日本テキサス・インスツルメンツ(日本TI)は、入力電圧16V、出力電流40Aで、周波数同期をサポートし、内部補償付きのACM(アドバンスド電流モード)制御トポロジを内蔵した同期整流降圧型SWIFTコンバータ製品「TPS543C20」を発表した。

同製品は、低オン抵抗のハイサイド(高圧側)とローサイド(低圧側)の制御用パワーMOSFETを、高効率の放熱特性で基板実装面積が小さい小型パッケージに集積することで、40Aのピーク負荷電流時に90%以上の変換効率を実現。動作温度範囲で0.5%のリファレンス電圧精度を保持するほか、完全差動リモート電圧センシングでディープ・サブミクロン・プロセッサ製品の電源電圧精度要件に適合している。

また、2個のコンバータをスタック接続し、並列構成とすることで、POL(ポイント・オブ・ロード)電源として最大80Aの電流を供給可能なため、多様な市場に対応可能なほか、PowerStack QFNパッケージの採用により、1枚のグラウンド・パッドを通じて放熱を簡素化することが可能となっている。

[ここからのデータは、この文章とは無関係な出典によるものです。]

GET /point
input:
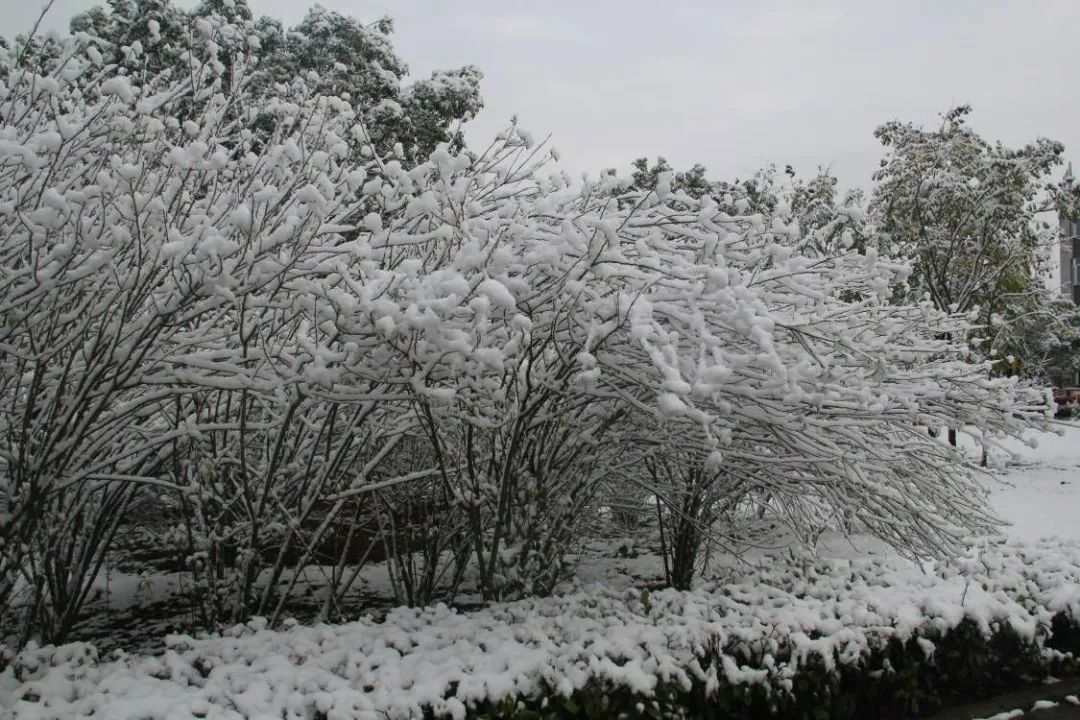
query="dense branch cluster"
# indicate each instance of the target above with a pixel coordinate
(232, 321)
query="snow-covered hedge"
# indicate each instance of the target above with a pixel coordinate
(798, 629)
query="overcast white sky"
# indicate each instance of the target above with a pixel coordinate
(733, 85)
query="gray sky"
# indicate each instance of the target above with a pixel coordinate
(733, 85)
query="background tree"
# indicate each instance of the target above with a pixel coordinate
(964, 212)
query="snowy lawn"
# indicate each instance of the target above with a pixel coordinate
(782, 614)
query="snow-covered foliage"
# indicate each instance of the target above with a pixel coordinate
(352, 59)
(763, 628)
(966, 211)
(229, 309)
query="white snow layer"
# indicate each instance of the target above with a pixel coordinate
(445, 660)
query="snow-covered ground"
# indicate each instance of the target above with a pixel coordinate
(1039, 494)
(850, 600)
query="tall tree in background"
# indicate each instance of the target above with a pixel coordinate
(964, 212)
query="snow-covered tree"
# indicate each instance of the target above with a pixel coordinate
(964, 212)
(350, 58)
(294, 345)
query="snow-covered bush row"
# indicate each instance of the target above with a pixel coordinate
(764, 629)
(285, 348)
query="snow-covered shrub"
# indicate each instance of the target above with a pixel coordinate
(796, 638)
(282, 340)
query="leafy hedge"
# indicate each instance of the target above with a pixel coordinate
(899, 681)
(798, 638)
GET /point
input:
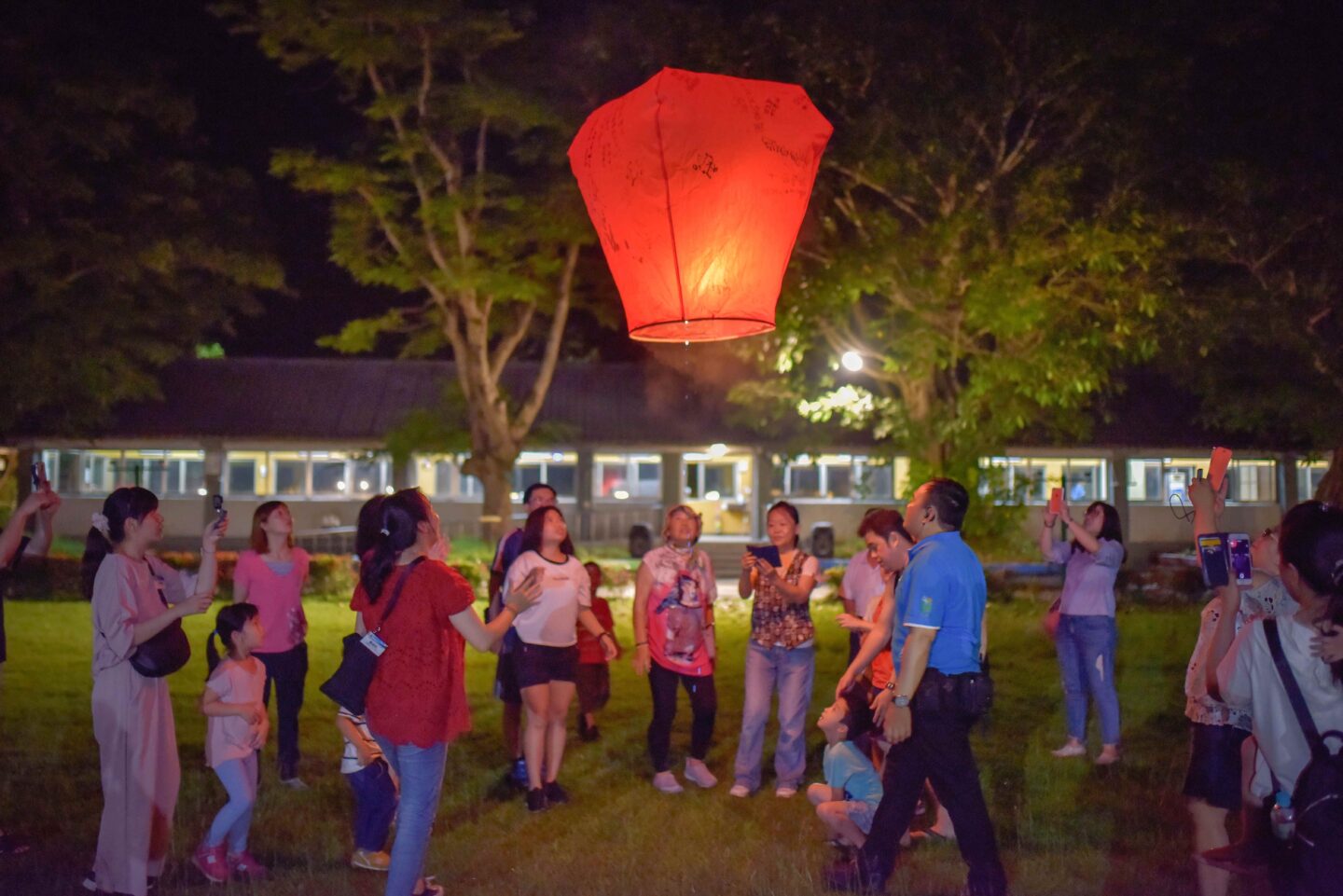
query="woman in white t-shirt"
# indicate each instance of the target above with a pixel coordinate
(1241, 669)
(547, 657)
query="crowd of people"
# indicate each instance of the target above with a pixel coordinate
(897, 734)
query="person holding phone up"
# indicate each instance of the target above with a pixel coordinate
(1087, 633)
(781, 655)
(134, 595)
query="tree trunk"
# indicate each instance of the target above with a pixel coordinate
(1331, 487)
(496, 476)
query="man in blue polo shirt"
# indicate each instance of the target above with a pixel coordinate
(930, 706)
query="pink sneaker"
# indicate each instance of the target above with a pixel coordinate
(211, 862)
(243, 865)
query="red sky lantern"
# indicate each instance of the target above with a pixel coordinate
(698, 186)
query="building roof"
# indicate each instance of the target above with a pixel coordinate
(656, 403)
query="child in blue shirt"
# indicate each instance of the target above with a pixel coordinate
(849, 797)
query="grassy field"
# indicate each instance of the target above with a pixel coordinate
(1065, 828)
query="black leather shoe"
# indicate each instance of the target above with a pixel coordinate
(556, 794)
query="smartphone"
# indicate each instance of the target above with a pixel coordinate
(1239, 548)
(1211, 557)
(1217, 466)
(766, 552)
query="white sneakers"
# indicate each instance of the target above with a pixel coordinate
(695, 771)
(699, 774)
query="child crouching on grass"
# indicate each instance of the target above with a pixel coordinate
(849, 797)
(235, 731)
(594, 672)
(375, 792)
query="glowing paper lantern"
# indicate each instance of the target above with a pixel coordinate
(698, 186)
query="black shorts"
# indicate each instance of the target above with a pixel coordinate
(1214, 765)
(537, 664)
(594, 682)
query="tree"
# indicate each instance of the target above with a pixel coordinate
(454, 192)
(1259, 160)
(121, 246)
(979, 235)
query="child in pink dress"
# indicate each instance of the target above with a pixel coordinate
(235, 732)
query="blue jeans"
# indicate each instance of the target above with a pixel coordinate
(234, 820)
(1087, 660)
(790, 672)
(421, 771)
(375, 805)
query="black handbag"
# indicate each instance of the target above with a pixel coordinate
(164, 653)
(348, 686)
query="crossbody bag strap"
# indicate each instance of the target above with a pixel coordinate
(1294, 691)
(396, 594)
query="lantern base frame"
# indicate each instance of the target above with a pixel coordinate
(701, 329)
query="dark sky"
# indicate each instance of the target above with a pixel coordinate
(247, 107)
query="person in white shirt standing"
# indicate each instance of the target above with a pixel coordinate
(547, 655)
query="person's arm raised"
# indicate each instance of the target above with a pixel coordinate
(643, 587)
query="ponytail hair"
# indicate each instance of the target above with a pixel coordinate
(228, 622)
(397, 521)
(1312, 542)
(368, 526)
(128, 503)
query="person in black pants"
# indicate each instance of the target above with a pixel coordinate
(928, 709)
(673, 631)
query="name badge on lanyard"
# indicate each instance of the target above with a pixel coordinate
(375, 645)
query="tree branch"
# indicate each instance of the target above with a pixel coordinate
(532, 406)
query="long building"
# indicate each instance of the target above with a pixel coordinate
(618, 442)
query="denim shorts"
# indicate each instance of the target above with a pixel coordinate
(1214, 765)
(860, 813)
(539, 664)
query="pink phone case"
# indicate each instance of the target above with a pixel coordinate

さらに、独自の内部補償付きACM制御と高速の過渡応答特性が、広範囲の入出力電圧にわたって安定性を保持。ACMの独自性は、内部でランプ波を発生し、幅広い動作スイッチング周波数に渡って安定度をダイナミックに調整する能力を備えた、エミュレーテッド・ピーク電流モードにあり、これにより、従来からの固定周波数動作による低ノイズ特性と、COT(コンスタント・オンタイム)制御による高速過渡応答特性を、外部補償なしで実現するという。

なお、同製品はすでに5mm×7mm×1.5mm 40ピンPowerStack QFN パッケージにて、1000個受注時の単価(参考価格)5.24ドルで提供済みだという。